Comment 6 Moritz Baumann 2012-01-23 15:51:21 UTC

Hi Andre,

for me sysctl -w vm.zone_reclaim_mode=1 fixed this.

Comment 7 Andre ten Bohmer 2012-01-23 16:11:53 UTC

Hi Moritz,
Ok thanks, we'll have it a go!

Comment 8 Andre ten Bohmer 2012-02-06 16:07:52 UTC

Created attachment 559671 [details]
Starting udev: multipath invoked oom-killer: gfp_mask=0x280da, order=0, oom_adj=-17, oom_score_adj=-1000

After increasing memory from 4GB to 16GB, we captured this console log. multipath invokes the oom killer which finaly results in an unresponsive syste,

Comment 10 RHEL Program Management 2012-05-03 05:27:55 UTC

Since RHEL 6.3 External Beta has begun, and this bug remains
unresolved, it has been rejected as it is not proposed as
exception or blocker.

Red Hat invites you to ask your support representative to
propose this request, if appropriate and relevant, in the
next release of Red Hat Enterprise Linux.

Comment 11 Orion Poplawski 2012-10-08 16:48:31 UTC

Oct  8 10:31:37 alexandria kernel: nfsd: page allocation failure. order:5, mode:0x20

What does the higher order mean?  Unfortunately this is a 32-bit machine and does not have the vm.zone_reclaim_mode option.

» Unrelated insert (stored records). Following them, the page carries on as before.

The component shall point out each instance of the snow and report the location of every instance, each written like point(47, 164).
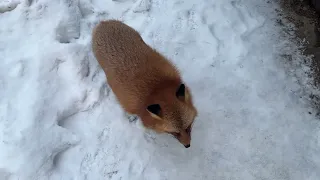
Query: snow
point(60, 120)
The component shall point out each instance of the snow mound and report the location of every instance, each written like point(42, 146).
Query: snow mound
point(60, 120)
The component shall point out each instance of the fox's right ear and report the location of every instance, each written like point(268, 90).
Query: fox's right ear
point(154, 110)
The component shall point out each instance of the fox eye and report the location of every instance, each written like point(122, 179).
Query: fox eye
point(175, 134)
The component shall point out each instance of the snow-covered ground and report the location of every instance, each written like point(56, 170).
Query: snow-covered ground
point(59, 119)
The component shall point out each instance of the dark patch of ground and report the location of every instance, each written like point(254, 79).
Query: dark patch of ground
point(303, 14)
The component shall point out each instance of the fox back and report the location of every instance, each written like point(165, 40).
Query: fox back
point(145, 82)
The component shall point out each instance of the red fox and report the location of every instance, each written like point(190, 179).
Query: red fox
point(145, 83)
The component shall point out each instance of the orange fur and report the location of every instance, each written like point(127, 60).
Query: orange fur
point(139, 76)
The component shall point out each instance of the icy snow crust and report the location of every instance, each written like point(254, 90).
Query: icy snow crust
point(60, 120)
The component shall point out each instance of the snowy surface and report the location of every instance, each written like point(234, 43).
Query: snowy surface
point(59, 120)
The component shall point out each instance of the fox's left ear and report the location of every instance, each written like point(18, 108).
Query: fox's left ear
point(181, 93)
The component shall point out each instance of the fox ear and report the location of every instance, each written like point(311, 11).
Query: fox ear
point(154, 110)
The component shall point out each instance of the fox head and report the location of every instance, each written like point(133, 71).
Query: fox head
point(171, 111)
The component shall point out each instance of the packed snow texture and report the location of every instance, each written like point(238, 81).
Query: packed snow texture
point(60, 120)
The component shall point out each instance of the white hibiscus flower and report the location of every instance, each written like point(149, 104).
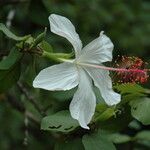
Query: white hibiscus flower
point(86, 66)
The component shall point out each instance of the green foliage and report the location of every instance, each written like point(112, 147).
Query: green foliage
point(140, 110)
point(9, 34)
point(96, 142)
point(61, 121)
point(126, 23)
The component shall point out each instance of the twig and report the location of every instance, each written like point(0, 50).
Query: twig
point(5, 2)
point(31, 99)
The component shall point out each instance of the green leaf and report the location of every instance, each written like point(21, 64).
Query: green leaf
point(143, 135)
point(140, 110)
point(96, 141)
point(46, 46)
point(103, 112)
point(30, 73)
point(70, 145)
point(9, 77)
point(39, 39)
point(9, 34)
point(10, 60)
point(117, 122)
point(10, 70)
point(118, 138)
point(61, 121)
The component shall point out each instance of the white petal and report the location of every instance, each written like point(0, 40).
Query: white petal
point(58, 77)
point(83, 105)
point(98, 51)
point(62, 26)
point(103, 81)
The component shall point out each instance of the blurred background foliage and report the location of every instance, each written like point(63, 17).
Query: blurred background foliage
point(127, 23)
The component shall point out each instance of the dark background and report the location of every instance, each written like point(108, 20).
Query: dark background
point(126, 22)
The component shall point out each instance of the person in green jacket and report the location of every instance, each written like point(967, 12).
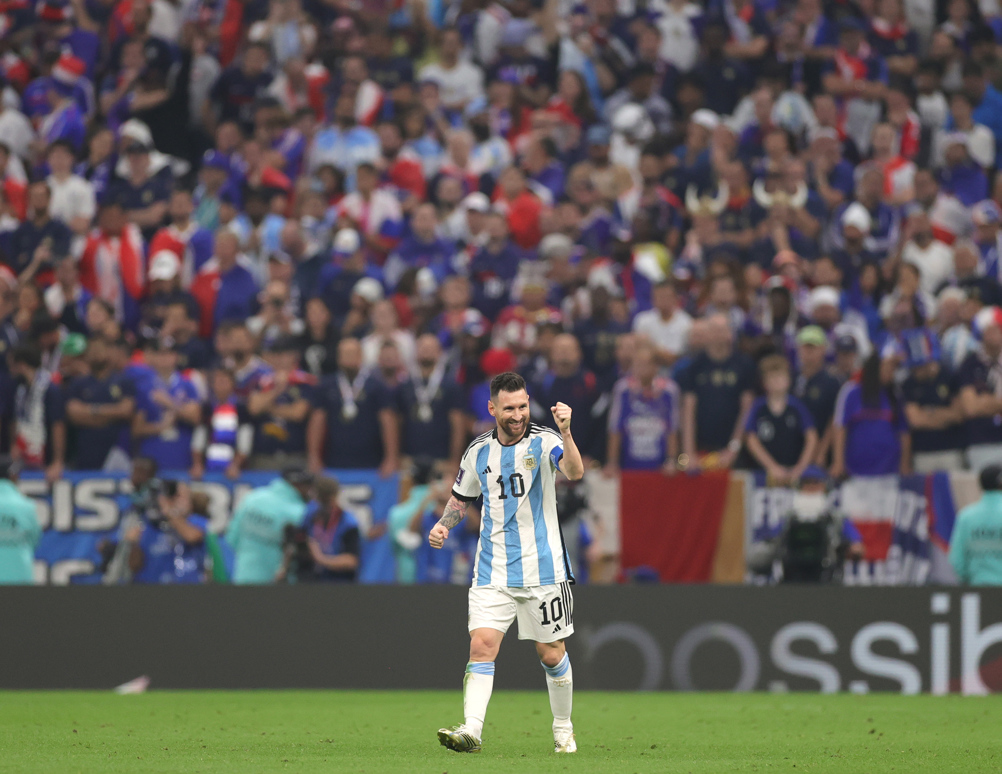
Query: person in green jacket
point(976, 542)
point(258, 530)
point(19, 529)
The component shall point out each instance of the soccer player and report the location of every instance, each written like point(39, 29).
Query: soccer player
point(521, 570)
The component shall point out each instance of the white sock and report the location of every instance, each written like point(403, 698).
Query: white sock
point(477, 687)
point(560, 684)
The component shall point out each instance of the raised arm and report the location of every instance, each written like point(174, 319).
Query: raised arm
point(455, 511)
point(571, 465)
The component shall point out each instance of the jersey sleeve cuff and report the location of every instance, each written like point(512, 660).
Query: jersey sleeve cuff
point(462, 497)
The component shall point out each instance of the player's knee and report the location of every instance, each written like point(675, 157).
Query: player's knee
point(551, 654)
point(483, 647)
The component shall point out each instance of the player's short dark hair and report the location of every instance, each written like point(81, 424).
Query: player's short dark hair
point(28, 354)
point(509, 381)
point(991, 478)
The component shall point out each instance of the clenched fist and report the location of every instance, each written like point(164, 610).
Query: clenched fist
point(561, 415)
point(437, 536)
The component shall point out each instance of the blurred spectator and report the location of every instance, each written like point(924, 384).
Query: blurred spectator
point(815, 386)
point(66, 299)
point(223, 439)
point(99, 407)
point(257, 532)
point(780, 433)
point(40, 240)
point(980, 379)
point(871, 434)
point(353, 424)
point(39, 434)
point(167, 411)
point(666, 326)
point(430, 404)
point(716, 395)
point(21, 529)
point(279, 405)
point(643, 419)
point(932, 406)
point(335, 540)
point(171, 546)
point(975, 543)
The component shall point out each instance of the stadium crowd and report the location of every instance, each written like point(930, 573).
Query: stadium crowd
point(763, 234)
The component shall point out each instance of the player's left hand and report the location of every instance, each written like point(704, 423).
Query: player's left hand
point(561, 415)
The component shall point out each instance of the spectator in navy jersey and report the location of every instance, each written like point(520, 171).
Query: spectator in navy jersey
point(871, 435)
point(780, 433)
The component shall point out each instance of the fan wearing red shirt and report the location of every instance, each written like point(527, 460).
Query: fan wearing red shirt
point(522, 206)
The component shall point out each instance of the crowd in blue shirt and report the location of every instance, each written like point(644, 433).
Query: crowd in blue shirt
point(243, 235)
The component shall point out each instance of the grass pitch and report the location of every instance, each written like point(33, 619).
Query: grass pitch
point(239, 733)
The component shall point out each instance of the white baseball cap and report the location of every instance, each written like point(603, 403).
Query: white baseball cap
point(347, 243)
point(369, 289)
point(857, 215)
point(164, 266)
point(824, 296)
point(705, 118)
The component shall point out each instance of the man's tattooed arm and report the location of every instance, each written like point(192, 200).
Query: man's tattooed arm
point(455, 511)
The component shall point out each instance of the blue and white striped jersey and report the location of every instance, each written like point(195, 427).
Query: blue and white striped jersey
point(520, 540)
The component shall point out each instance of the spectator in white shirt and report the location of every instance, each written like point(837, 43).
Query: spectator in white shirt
point(933, 259)
point(666, 326)
point(73, 200)
point(460, 81)
point(15, 130)
point(386, 327)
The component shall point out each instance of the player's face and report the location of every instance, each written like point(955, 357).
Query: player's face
point(511, 409)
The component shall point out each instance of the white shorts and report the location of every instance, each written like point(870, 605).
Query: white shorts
point(545, 613)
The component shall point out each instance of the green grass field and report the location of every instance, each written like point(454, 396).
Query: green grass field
point(395, 732)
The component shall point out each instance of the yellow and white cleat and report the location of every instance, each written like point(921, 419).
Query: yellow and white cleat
point(563, 741)
point(460, 739)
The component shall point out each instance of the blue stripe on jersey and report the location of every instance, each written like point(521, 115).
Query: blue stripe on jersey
point(543, 552)
point(486, 546)
point(512, 543)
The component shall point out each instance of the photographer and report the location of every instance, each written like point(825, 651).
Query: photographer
point(813, 541)
point(328, 544)
point(171, 546)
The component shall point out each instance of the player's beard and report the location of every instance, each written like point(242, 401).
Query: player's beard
point(514, 430)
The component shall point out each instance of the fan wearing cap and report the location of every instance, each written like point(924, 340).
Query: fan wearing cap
point(987, 218)
point(65, 118)
point(233, 94)
point(932, 405)
point(421, 247)
point(22, 531)
point(960, 175)
point(723, 77)
point(716, 395)
point(871, 434)
point(191, 244)
point(39, 431)
point(66, 299)
point(780, 433)
point(460, 80)
point(167, 409)
point(347, 269)
point(976, 542)
point(815, 386)
point(980, 380)
point(883, 232)
point(280, 404)
point(40, 240)
point(431, 405)
point(258, 530)
point(353, 424)
point(494, 268)
point(99, 407)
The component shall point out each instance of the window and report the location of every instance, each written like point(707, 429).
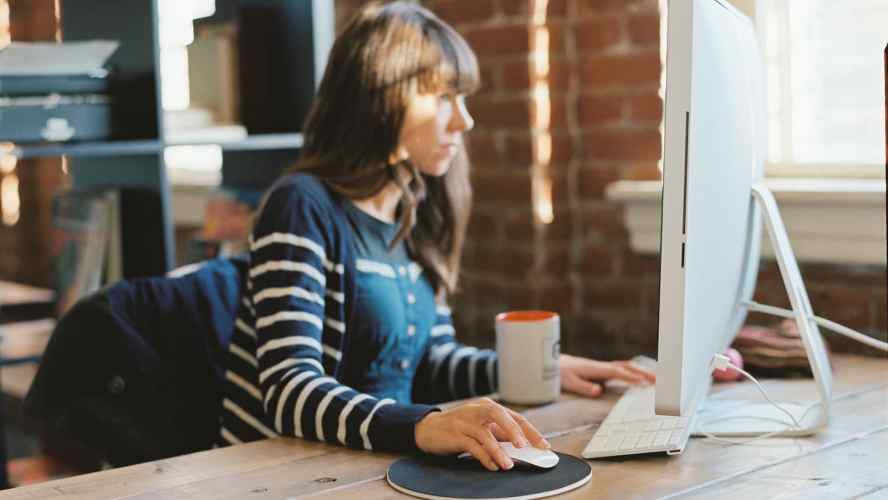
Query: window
point(826, 89)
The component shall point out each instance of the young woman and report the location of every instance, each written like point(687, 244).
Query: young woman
point(344, 335)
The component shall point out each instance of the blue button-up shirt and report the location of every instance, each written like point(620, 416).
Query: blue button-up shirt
point(394, 313)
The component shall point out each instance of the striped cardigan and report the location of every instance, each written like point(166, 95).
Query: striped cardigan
point(291, 337)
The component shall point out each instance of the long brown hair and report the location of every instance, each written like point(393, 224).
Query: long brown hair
point(386, 54)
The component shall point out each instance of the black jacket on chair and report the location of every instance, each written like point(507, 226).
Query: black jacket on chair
point(135, 372)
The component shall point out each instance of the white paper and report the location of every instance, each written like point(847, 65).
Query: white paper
point(46, 58)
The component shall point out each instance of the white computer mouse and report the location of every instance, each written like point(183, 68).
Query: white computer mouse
point(528, 456)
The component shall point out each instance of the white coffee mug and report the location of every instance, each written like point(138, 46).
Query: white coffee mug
point(528, 345)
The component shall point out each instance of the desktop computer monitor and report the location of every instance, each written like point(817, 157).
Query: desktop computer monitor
point(713, 206)
point(714, 147)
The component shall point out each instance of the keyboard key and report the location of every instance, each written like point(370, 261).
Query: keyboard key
point(629, 442)
point(640, 426)
point(598, 443)
point(653, 425)
point(669, 423)
point(614, 441)
point(646, 439)
point(662, 438)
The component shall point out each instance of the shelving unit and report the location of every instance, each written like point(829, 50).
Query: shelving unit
point(134, 157)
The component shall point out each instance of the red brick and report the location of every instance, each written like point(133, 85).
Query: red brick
point(555, 8)
point(560, 230)
point(593, 111)
point(627, 145)
point(645, 171)
point(501, 113)
point(490, 75)
point(598, 33)
point(558, 104)
point(456, 12)
point(499, 40)
point(635, 264)
point(520, 224)
point(604, 222)
point(483, 149)
point(594, 180)
point(611, 294)
point(624, 69)
point(560, 298)
point(592, 7)
point(596, 261)
point(560, 72)
point(644, 29)
point(558, 261)
point(519, 149)
point(646, 107)
point(557, 37)
point(501, 188)
point(516, 75)
point(508, 260)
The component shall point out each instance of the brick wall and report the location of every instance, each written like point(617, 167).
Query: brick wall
point(603, 79)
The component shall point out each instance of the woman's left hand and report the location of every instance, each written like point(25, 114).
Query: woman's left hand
point(586, 377)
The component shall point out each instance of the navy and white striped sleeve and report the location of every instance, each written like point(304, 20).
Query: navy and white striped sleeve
point(450, 370)
point(289, 268)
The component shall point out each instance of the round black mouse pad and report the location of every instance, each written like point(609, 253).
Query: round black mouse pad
point(440, 477)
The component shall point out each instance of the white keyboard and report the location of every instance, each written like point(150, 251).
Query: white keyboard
point(631, 427)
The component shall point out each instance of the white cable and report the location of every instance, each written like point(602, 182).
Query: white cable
point(720, 361)
point(829, 325)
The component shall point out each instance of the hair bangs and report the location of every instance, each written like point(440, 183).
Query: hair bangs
point(457, 67)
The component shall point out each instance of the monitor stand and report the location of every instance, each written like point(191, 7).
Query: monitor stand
point(724, 417)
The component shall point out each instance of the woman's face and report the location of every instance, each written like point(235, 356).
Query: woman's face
point(432, 131)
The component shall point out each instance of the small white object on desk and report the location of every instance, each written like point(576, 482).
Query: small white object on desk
point(528, 456)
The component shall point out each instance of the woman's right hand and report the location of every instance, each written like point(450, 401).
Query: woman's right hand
point(477, 427)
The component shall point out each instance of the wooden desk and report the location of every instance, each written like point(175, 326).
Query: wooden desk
point(846, 460)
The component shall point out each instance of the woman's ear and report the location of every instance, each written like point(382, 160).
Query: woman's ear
point(398, 155)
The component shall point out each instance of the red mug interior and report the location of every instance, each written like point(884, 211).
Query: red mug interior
point(526, 316)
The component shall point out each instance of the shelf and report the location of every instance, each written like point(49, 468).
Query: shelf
point(114, 148)
point(251, 143)
point(86, 149)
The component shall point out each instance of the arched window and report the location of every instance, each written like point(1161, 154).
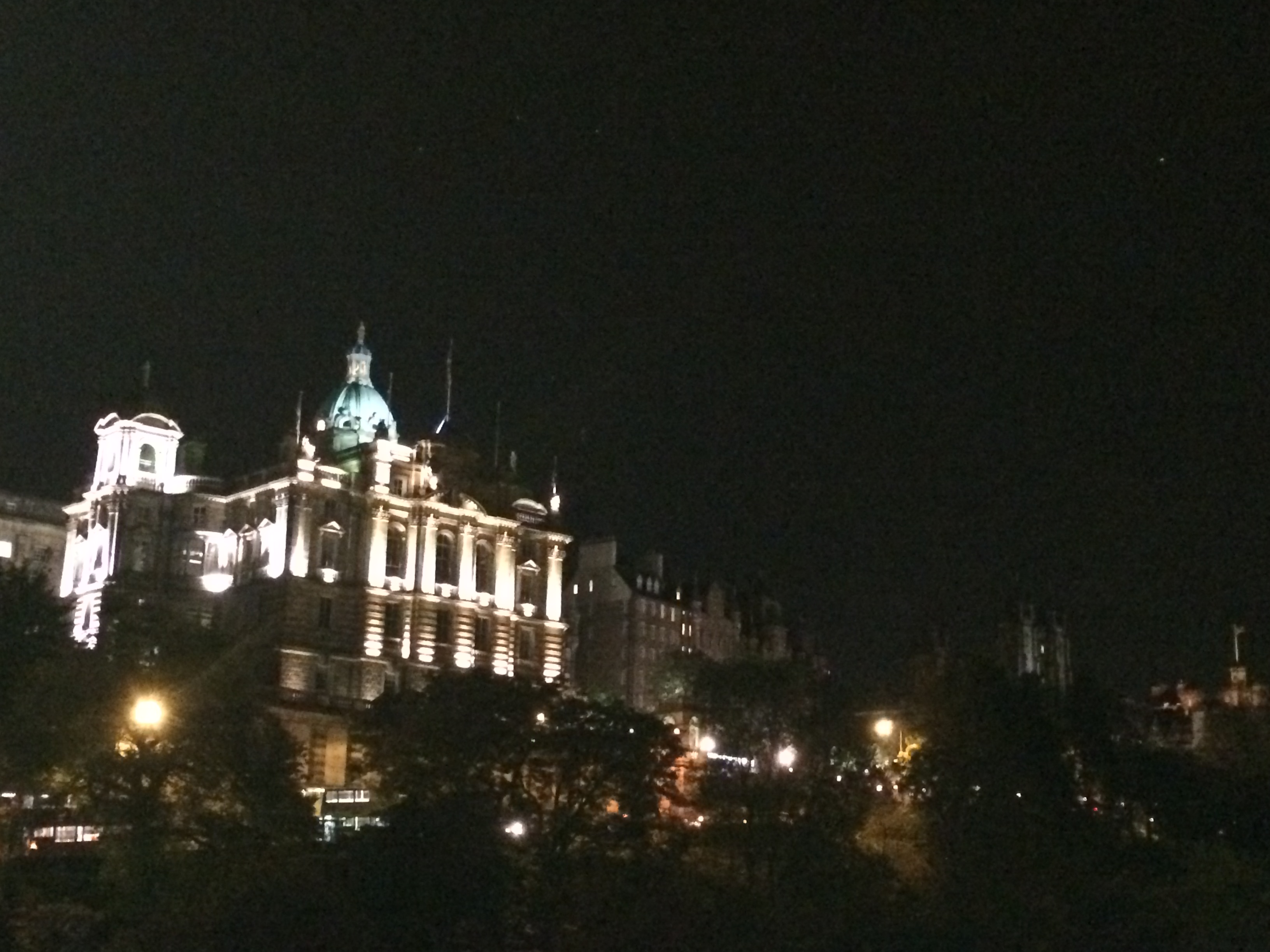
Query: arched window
point(447, 567)
point(394, 560)
point(328, 555)
point(484, 567)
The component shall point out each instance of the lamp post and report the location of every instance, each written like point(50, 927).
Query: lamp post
point(148, 714)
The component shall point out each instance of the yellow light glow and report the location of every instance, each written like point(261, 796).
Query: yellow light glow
point(148, 712)
point(218, 582)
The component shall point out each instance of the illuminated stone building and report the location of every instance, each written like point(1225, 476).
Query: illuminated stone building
point(364, 562)
point(626, 619)
point(1032, 648)
point(32, 532)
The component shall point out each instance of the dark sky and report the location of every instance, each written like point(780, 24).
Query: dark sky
point(917, 309)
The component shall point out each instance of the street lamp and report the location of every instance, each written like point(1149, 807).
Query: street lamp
point(148, 712)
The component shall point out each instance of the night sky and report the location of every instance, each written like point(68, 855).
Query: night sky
point(917, 309)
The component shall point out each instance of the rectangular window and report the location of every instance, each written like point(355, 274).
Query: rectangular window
point(346, 679)
point(330, 550)
point(483, 639)
point(525, 644)
point(318, 756)
point(394, 559)
point(393, 620)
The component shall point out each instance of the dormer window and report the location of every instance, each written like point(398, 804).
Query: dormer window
point(446, 563)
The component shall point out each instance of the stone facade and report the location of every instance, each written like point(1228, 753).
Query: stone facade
point(364, 562)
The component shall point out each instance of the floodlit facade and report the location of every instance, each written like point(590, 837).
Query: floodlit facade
point(364, 562)
point(1032, 648)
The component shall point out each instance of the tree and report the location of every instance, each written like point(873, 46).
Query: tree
point(574, 772)
point(33, 648)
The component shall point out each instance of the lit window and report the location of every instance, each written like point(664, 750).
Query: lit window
point(446, 562)
point(483, 636)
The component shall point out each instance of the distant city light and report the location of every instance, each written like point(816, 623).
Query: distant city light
point(218, 582)
point(148, 712)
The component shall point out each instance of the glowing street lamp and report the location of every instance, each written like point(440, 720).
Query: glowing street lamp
point(148, 714)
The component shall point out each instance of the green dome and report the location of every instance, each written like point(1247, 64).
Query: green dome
point(356, 410)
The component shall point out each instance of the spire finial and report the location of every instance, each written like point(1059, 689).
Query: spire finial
point(450, 375)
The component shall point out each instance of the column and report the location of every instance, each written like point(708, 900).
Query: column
point(379, 548)
point(556, 583)
point(505, 582)
point(428, 570)
point(468, 564)
point(73, 554)
point(412, 551)
point(300, 542)
point(279, 537)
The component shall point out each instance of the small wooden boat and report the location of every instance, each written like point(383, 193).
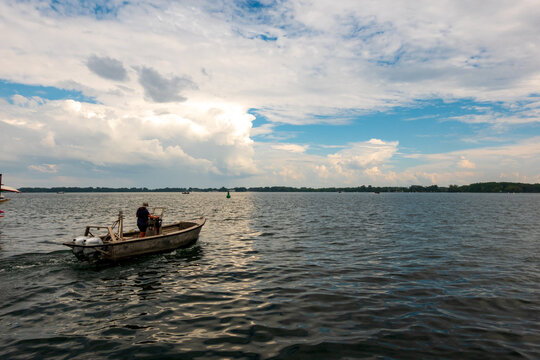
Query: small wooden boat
point(114, 246)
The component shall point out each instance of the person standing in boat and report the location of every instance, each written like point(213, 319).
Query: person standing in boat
point(142, 219)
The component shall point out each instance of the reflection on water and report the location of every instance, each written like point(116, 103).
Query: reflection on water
point(278, 275)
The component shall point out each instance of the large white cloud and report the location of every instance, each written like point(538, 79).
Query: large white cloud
point(173, 83)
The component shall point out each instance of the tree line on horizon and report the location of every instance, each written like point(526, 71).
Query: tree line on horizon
point(487, 187)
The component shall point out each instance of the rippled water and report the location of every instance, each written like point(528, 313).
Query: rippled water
point(280, 275)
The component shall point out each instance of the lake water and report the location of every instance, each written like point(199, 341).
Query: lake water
point(278, 275)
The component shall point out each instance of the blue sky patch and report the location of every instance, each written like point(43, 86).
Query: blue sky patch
point(428, 127)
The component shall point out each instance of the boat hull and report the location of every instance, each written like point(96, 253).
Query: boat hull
point(174, 236)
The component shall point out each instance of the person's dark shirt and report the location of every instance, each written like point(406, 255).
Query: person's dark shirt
point(142, 216)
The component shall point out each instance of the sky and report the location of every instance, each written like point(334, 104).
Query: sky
point(268, 93)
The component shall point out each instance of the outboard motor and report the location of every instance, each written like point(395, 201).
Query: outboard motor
point(79, 240)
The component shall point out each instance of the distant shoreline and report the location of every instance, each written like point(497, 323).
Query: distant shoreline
point(487, 187)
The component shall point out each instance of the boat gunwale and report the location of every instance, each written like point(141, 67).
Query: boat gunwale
point(197, 224)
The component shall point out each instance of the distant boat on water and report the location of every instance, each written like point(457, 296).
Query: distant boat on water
point(5, 188)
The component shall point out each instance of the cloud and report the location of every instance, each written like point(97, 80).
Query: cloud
point(107, 68)
point(466, 164)
point(44, 168)
point(298, 62)
point(364, 154)
point(291, 147)
point(160, 89)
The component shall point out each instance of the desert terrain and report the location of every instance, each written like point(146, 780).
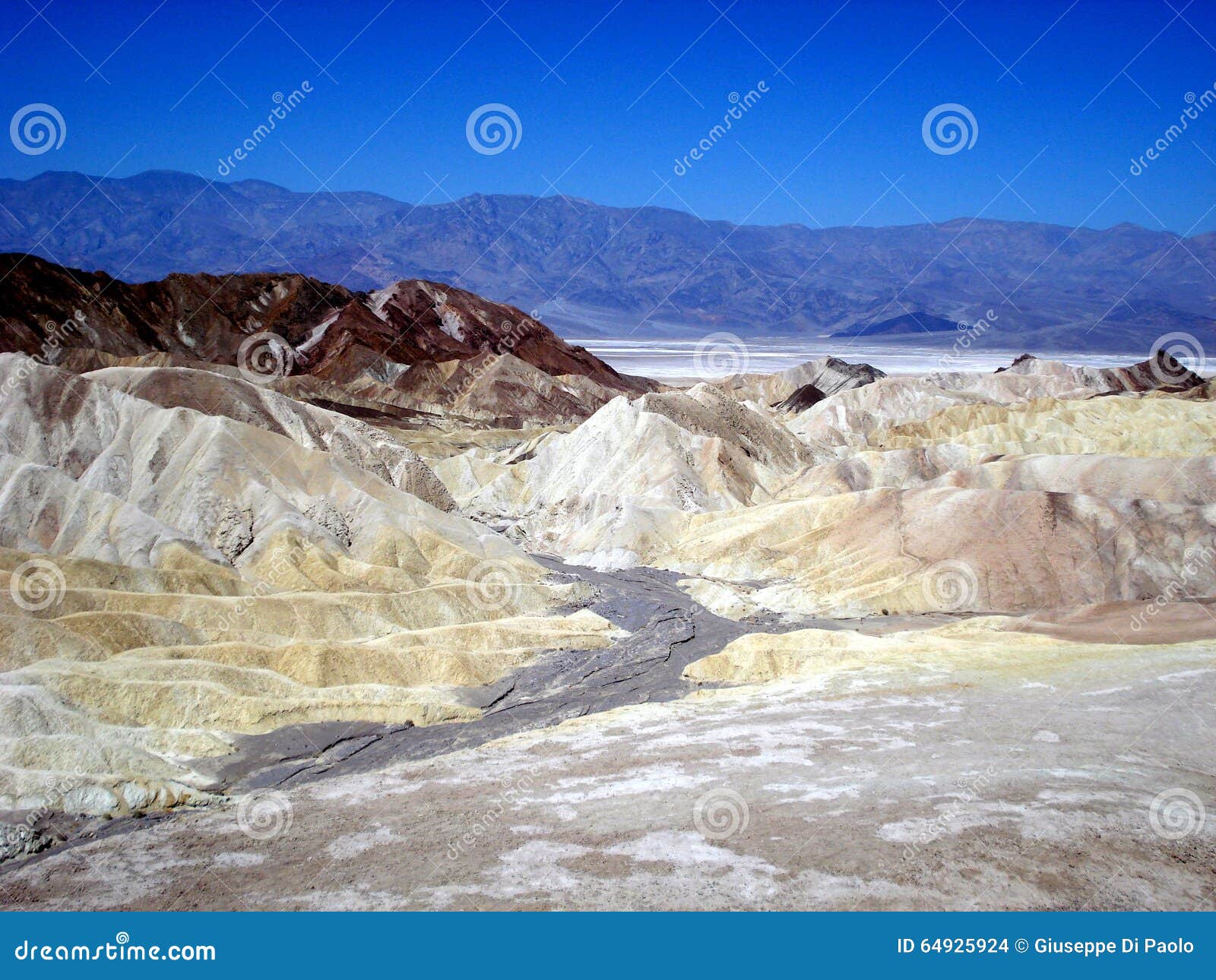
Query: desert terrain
point(324, 599)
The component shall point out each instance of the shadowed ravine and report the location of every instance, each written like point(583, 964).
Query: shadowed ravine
point(668, 631)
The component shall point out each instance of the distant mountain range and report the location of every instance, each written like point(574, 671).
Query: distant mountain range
point(591, 270)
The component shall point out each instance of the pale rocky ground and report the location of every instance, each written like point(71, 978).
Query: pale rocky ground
point(918, 782)
point(945, 641)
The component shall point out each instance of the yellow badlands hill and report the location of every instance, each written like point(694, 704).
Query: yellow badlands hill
point(170, 578)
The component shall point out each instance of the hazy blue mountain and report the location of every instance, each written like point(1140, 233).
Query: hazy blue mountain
point(593, 269)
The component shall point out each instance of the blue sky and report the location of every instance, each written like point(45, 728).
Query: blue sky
point(1064, 95)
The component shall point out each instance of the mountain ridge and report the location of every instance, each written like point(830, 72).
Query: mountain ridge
point(648, 269)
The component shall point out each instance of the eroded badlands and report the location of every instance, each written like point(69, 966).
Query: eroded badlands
point(374, 593)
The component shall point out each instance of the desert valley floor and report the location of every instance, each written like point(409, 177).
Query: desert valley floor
point(328, 599)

Comment 12 Jes Sorensen 2012-12-06 14:09:08 UTC

order:5 means it is trying to allocate 2^5 pages, ie. 32 pages or a total of
128KB of contiguous memory.

Comment 13 Nitin Sharma 2013-01-12 18:43:58 UTC

Is this bug specific to xfs? I saw similar traces on my 2.6.32-279.14.1.el6.x86_64

Comment 14 Chris Williams 2016-08-04 19:05:01 UTC

When Red Hat shipped 6.8 on May 10, 2016 RHEL 6 entered Production Phase 2. 
https://access.redhat.com/support/policy/updates/errata#Production_2_Phase
That means only "Critical and Important Security errata advisories (RHSAs) and Urgent Priority Bug Fix errata advisories (RHBAs) may be released"
This BZ is now going to be closed as it does not appear to meet Phase 2 criteria. 
If this BZ is deemed critical to the customer please open a support case in the Red Hat Customer Portal and ask that this BZ be re-opened.